Wellcome Trust joins warning for no-deal Brexit, calls on Boris Johnson to cast R&D vision
Boris Johnson may have pledged to continue building on Britain’s “enormous strengths” in life science as he blazes a path toward Brexit, but one of the country’s top funders of biomedical research is demanding more.
In a letter to the UK’s new Prime Minister, Wellcome Trust warned that “the final months of 2019 could be a tipping point for UK science” and leaving the EU without a deal is a threat to the thriving sector. Lady Eliza Manningham-Buller, who chairs the charity, urged Johnson to make a significant statement on science to lay out his vision in the face of global health emergencies and the looming loss of access to collaboration with European peers.
But David Grainger of Medicxi, a London-based VC firm known for its asset-centric plays around Europe, dismissed Wellcome Trust’s letter as “more scaremongering” and asserted “UK as a place to do science will be unaffected” by Brexit.
I am responsible for more than 20 UK biotech companies and we envisage no impact in our businesses from a #NoDeal #brexit – so I have skin in making such statement (arguably more than @wellcometrust does)
— David Grainger (@sciencescanner) July 28, 2019
One of Johnson’s key promises to the party members who elected him was that he will execute the UK’s departure from the EU by October 31, come what may.
The concerns are hardly new. While Johnson was still vying for the leadership role against fellow Conservative Party MP Jeremy Hunt, researcher organizations including Cancer Research UK have sounded similar alarms. The uncertainty around the future relationship between the UK and other countries in Europe has already jeopardized researchers’ participation in continental research pacts, they said.

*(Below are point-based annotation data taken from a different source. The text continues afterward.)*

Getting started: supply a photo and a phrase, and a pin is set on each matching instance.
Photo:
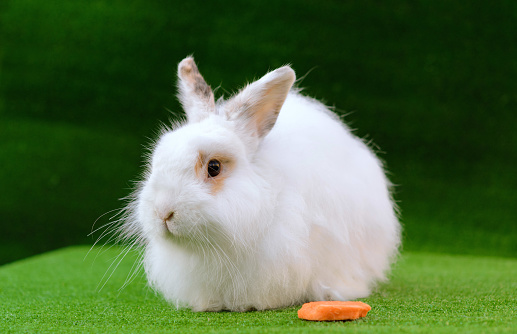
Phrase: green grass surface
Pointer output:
(59, 292)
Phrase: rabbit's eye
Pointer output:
(214, 168)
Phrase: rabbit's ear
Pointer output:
(257, 106)
(195, 94)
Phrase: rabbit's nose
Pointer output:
(170, 215)
(164, 215)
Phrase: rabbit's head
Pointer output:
(203, 185)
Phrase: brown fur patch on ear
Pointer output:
(190, 74)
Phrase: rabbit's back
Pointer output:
(348, 226)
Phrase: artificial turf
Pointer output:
(60, 292)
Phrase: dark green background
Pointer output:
(84, 85)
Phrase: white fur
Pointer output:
(304, 215)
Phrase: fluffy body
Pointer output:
(303, 213)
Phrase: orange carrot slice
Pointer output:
(333, 310)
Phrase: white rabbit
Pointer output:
(262, 201)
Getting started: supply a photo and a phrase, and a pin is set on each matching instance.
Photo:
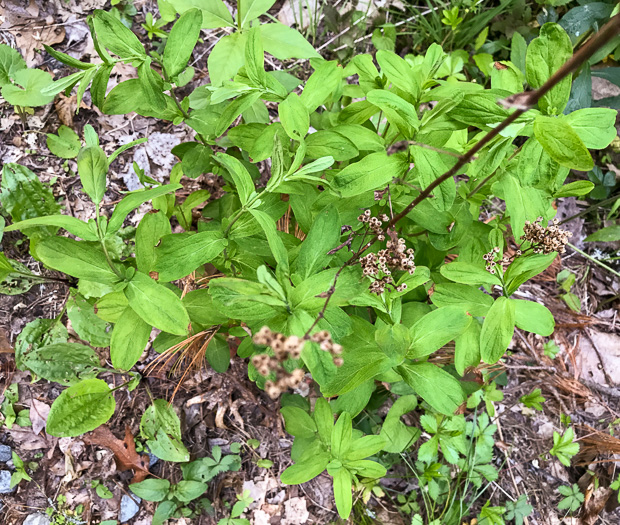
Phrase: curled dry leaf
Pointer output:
(124, 451)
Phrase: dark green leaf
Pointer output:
(497, 330)
(129, 338)
(181, 41)
(180, 254)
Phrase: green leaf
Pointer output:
(84, 321)
(81, 408)
(322, 237)
(181, 41)
(467, 273)
(151, 489)
(151, 229)
(375, 171)
(99, 85)
(71, 224)
(215, 14)
(294, 117)
(189, 490)
(324, 419)
(161, 426)
(199, 306)
(284, 42)
(226, 59)
(239, 173)
(533, 317)
(341, 435)
(545, 55)
(524, 268)
(497, 330)
(438, 388)
(305, 471)
(11, 62)
(29, 83)
(533, 400)
(575, 189)
(251, 9)
(364, 447)
(596, 127)
(275, 242)
(562, 143)
(436, 329)
(129, 339)
(467, 348)
(64, 363)
(396, 434)
(342, 492)
(429, 166)
(399, 72)
(157, 305)
(180, 254)
(151, 83)
(93, 168)
(563, 446)
(397, 111)
(471, 299)
(298, 423)
(81, 259)
(113, 34)
(609, 234)
(133, 199)
(321, 84)
(66, 144)
(255, 58)
(24, 197)
(358, 368)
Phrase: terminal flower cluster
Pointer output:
(285, 347)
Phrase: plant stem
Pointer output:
(103, 246)
(595, 261)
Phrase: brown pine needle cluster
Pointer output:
(546, 239)
(285, 347)
(394, 257)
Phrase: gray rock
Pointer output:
(5, 482)
(129, 508)
(5, 453)
(37, 519)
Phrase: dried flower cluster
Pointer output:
(546, 239)
(285, 347)
(395, 256)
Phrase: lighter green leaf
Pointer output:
(157, 305)
(80, 409)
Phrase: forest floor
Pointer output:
(582, 381)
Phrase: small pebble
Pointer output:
(129, 508)
(5, 453)
(5, 482)
(37, 519)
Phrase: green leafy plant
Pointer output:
(564, 448)
(573, 498)
(337, 266)
(173, 499)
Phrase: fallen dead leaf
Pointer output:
(38, 415)
(65, 108)
(124, 451)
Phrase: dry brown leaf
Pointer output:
(124, 451)
(65, 107)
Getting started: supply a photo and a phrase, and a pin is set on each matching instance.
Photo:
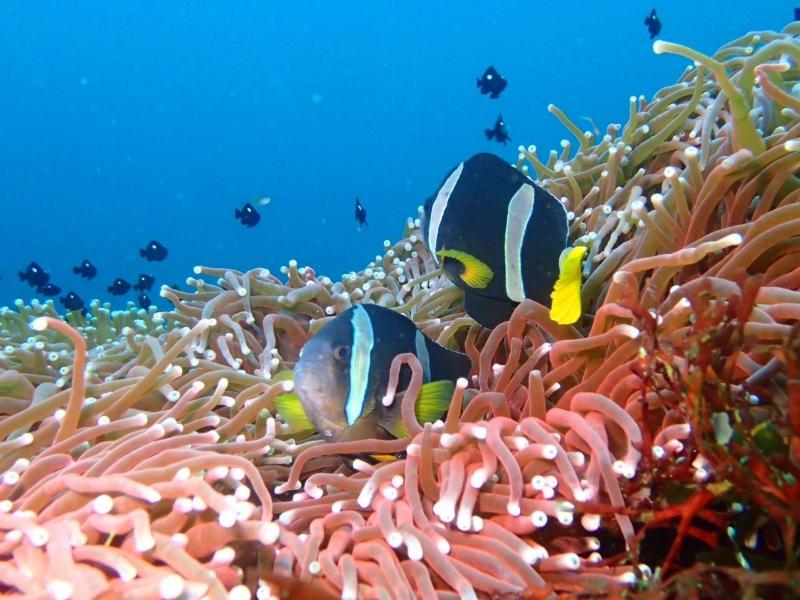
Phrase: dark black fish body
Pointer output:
(35, 275)
(248, 215)
(343, 372)
(154, 251)
(361, 214)
(86, 269)
(498, 235)
(499, 132)
(48, 289)
(119, 287)
(492, 83)
(72, 302)
(653, 24)
(144, 300)
(144, 283)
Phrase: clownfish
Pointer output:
(343, 374)
(503, 238)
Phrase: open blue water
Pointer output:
(122, 122)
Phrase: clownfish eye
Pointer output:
(341, 353)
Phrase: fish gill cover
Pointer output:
(653, 448)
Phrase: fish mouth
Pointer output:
(316, 389)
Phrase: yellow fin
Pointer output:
(477, 273)
(432, 403)
(566, 306)
(384, 457)
(291, 412)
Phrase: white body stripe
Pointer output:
(439, 206)
(363, 340)
(520, 209)
(423, 356)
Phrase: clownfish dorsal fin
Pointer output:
(477, 273)
(566, 295)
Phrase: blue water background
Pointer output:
(122, 122)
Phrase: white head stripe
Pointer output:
(422, 355)
(520, 209)
(363, 340)
(439, 206)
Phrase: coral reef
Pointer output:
(653, 448)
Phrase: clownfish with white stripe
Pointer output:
(343, 375)
(503, 238)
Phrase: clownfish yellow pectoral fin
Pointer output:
(384, 457)
(566, 295)
(292, 413)
(432, 403)
(477, 273)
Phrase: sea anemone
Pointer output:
(652, 448)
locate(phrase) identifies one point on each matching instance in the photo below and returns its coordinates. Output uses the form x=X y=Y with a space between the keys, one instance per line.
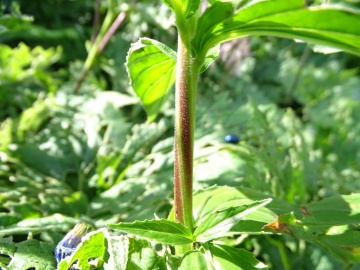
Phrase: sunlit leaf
x=324 y=25
x=332 y=223
x=151 y=68
x=162 y=231
x=224 y=257
x=93 y=246
x=217 y=224
x=195 y=260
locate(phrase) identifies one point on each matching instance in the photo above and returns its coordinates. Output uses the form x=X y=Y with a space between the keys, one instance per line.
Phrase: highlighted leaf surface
x=151 y=68
x=281 y=18
x=162 y=231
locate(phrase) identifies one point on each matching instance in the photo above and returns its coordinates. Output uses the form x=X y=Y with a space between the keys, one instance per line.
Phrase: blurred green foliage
x=92 y=157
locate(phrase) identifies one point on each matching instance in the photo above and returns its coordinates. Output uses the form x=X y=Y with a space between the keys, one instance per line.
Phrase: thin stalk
x=108 y=29
x=186 y=82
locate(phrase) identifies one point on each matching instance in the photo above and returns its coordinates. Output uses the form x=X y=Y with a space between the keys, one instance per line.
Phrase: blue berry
x=231 y=139
x=68 y=244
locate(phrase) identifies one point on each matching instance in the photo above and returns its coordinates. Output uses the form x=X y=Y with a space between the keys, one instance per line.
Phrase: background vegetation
x=90 y=156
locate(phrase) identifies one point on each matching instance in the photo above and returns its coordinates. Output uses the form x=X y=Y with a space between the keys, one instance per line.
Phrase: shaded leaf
x=33 y=254
x=332 y=223
x=217 y=224
x=195 y=260
x=224 y=257
x=324 y=25
x=151 y=68
x=93 y=246
x=162 y=231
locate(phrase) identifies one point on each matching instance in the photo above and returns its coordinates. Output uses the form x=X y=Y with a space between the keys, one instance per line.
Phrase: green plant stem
x=186 y=82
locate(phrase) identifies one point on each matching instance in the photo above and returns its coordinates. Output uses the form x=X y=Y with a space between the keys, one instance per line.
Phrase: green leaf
x=332 y=223
x=32 y=254
x=326 y=25
x=194 y=260
x=162 y=231
x=93 y=246
x=218 y=224
x=151 y=68
x=143 y=256
x=118 y=249
x=216 y=199
x=212 y=16
x=224 y=257
x=190 y=7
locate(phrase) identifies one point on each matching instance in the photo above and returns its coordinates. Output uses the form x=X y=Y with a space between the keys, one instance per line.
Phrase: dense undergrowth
x=91 y=157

Manningham-Buller echoes that “some damage has already been done, with loss of researchers, and influence.” And like Pamela Kearns of CRUK, she raised concerns about securing membership in Horizon Europe, a €100 billion (£89.9 billion) funding program that features cancer as one of its key missions.
“While science promotes global collaboration, the barriers to success need to be minimized, including with Europe where our closest and most extensive science relationships are,” the letter read. “That means negotiating associated country status in the EU’s ‘Horizon Europe’ research programme, even if we intend to create our own systems in the years ahead.”
It is up to Johnson’s government to seize the opportunity and “spend the sort of money our competitors are doing” — such as Germany — Manningham-Buller told the BBC.
“The key to this will be to ensure that increased public investment leads to an even greater private sector contribution towards the development and use of new technologies, including through patient capital,” she wrote in her letter.